Plusieurs larves de phryganes sont connues pour manifester d’importantes variations à l’intérieur d’une même espèce dans le choix des matériaux de leur étui, qui dépend en général des matériaux qu’elles peuvent atteindre. Lloyd, en 1921, en a décrit un exemple particulièrement net pour Limnephilus combinatus : il y a trouvé des coquilles ou des bouts d’écorce selon que l’un ou l’autre de ces matériaux était disponible. Dans ce cas comme pour d’autres espèces, Phryganea vestita ou Limnephylus submonilifer par exemple, de telles différences sont plus ou moins en rapport avec l’âge, les larves jeunes et âgées construisant des étuis de structure différente, ou migrant lorsqu’elles arrivent à maturité et quittant alors une zone où certains matériaux étaient disponibles. Certaines espèces ne font en outre aucune discrimination dans les matériaux qu’elles utilisent.
Il semblerait que la discrimination opérée par les larves de phrygane dans les objets à fixer sur leur étui dépende entièrement d’un sens tactile couplé avec une appréciation du poids. Cela reste vrai lorsqu’elles choisissent un sable cristallin de préférence à un grain arrondi. Donc, l’emploi presque exclusif de petits cristaux de quartz par certaines espèces ne nécessite pas d’en passer par la vision, puisque les quartz sont reconnaissables à leurs bords aigus.

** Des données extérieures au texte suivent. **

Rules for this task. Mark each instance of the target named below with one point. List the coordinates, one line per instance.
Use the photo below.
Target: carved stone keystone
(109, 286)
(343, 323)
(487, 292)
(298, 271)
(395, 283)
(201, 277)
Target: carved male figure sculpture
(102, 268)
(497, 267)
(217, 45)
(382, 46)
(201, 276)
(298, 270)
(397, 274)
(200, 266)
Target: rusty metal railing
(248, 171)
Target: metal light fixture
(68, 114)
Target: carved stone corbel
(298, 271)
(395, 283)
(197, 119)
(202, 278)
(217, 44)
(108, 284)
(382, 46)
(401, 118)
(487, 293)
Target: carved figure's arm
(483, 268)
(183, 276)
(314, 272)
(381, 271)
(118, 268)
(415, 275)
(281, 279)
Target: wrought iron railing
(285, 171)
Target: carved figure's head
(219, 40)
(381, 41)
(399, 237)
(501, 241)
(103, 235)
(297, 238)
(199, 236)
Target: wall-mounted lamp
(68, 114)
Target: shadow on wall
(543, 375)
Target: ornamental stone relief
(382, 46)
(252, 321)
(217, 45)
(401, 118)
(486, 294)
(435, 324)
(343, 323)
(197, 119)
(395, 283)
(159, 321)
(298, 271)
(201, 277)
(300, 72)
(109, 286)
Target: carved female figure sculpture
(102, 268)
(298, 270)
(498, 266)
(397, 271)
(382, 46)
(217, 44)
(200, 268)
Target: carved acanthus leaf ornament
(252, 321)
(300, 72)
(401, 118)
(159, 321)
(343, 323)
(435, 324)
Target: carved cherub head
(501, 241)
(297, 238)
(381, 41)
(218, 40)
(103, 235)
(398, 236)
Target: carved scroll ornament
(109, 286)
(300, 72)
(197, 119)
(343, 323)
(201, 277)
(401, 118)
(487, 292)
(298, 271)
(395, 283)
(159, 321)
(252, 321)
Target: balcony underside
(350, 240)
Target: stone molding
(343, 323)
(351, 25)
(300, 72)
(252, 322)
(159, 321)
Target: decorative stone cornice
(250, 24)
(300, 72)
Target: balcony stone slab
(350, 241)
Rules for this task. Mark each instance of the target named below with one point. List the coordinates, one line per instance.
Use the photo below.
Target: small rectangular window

Dans le cas présent, la vision doit toutefois être un des facteurs de choix, puisque les morceaux brillants ne sont pas physiquement différents des quartz blancs ou légèrement opalisés. Tous ont indubitablement la même origine, s’étant cristallisé au contact de bois fossile qui s’était silicifié dans des sources chaudes éteintes.
Un rapide examen de la volumineuse littérature sur les larves de phrygane n’ayant rien permis de trouver quant à la part prise par la vision dans le choix de matériau constructif pour leur étui, il m’a semblé utile de présenter les observations précédentes.

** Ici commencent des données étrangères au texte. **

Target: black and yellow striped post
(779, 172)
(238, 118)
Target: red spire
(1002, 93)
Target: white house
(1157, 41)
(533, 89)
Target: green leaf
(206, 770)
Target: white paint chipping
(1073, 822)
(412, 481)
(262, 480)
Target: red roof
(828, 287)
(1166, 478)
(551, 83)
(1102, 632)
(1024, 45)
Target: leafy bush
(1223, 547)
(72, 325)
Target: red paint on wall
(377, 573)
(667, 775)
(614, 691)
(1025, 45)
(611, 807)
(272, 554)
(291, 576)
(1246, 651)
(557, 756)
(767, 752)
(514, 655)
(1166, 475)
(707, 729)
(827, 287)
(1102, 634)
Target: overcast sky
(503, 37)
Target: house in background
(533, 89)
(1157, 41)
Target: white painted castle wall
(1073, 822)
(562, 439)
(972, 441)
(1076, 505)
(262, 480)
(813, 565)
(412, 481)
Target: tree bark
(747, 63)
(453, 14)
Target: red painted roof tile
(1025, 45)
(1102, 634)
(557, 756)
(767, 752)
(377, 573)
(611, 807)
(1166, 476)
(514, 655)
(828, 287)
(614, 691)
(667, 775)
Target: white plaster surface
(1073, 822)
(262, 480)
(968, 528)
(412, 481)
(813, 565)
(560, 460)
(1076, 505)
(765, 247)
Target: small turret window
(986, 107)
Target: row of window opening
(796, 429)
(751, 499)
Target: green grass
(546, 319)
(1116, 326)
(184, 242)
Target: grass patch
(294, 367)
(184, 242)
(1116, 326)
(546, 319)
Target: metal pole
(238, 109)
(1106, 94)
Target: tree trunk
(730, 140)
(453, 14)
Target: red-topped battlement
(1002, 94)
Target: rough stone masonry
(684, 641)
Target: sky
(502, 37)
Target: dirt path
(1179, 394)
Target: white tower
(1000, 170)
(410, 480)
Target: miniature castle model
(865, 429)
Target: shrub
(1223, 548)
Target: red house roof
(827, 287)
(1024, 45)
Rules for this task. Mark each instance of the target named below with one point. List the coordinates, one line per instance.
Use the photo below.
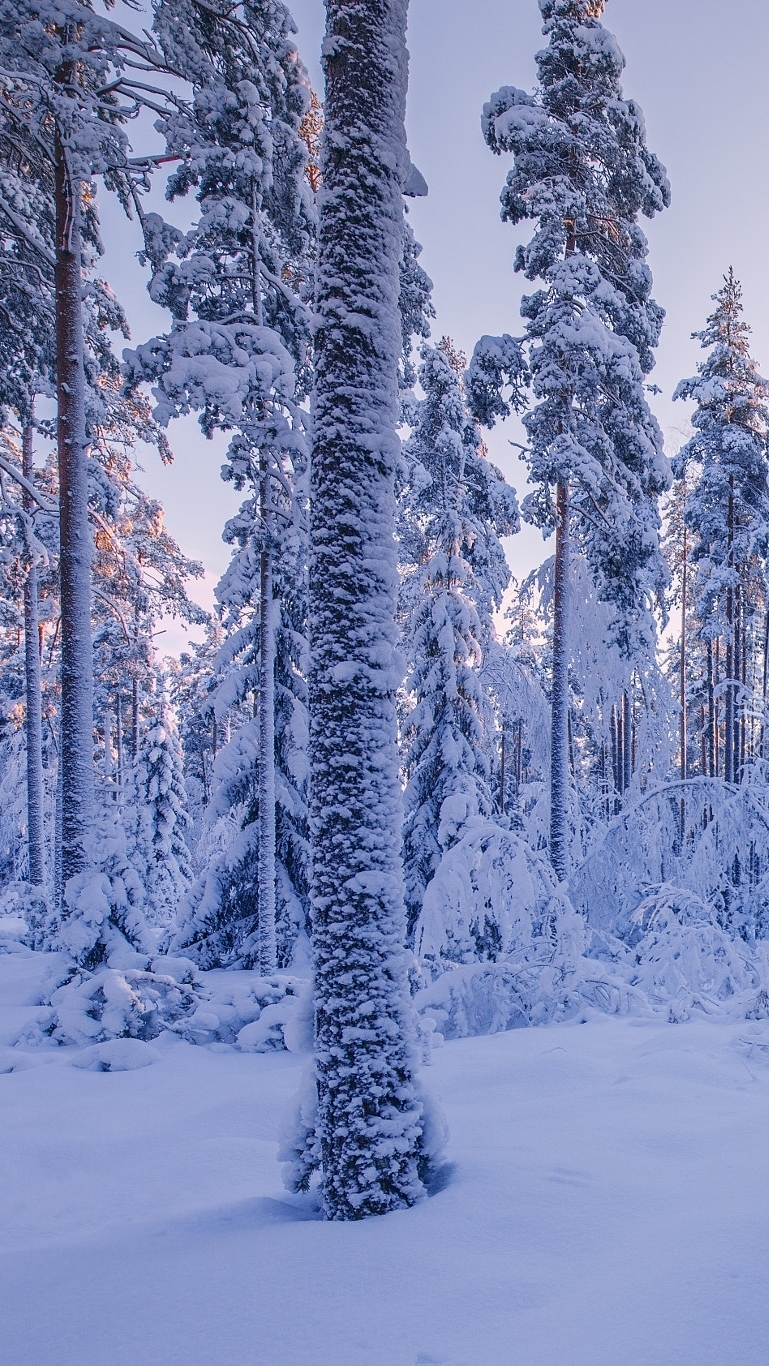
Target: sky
(698, 70)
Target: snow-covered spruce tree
(161, 817)
(369, 1135)
(68, 82)
(728, 514)
(235, 286)
(454, 507)
(582, 170)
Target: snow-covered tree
(583, 172)
(454, 507)
(236, 286)
(728, 514)
(369, 1130)
(161, 823)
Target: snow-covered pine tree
(161, 854)
(236, 291)
(582, 170)
(454, 507)
(728, 514)
(68, 86)
(369, 1123)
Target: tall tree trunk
(764, 686)
(730, 661)
(265, 859)
(134, 720)
(559, 734)
(119, 743)
(627, 739)
(362, 1008)
(712, 738)
(75, 538)
(683, 736)
(615, 742)
(36, 842)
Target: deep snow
(607, 1202)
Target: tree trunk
(265, 868)
(765, 680)
(33, 679)
(627, 739)
(119, 745)
(683, 736)
(712, 712)
(615, 742)
(559, 734)
(74, 530)
(362, 1051)
(134, 720)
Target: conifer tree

Je n’ai pas été capable d’identifier précisément la larve, mais sa structure est très semblable à celle de Platyphylax designatus, et elle appartient sans aucun doute à quelque forme très proche. Le professeur Banks a suggéré qu’elle appartient très probablement à l’une des deux espèces d’Heterophylax qui sont communes dans ces partie des États-Unis : H. magnus Banks ou H. occidentalis Banks. Compte tenu de la taille, il est probable qui s’agit de la seconde espèce, car elle est beaucoup plus petite.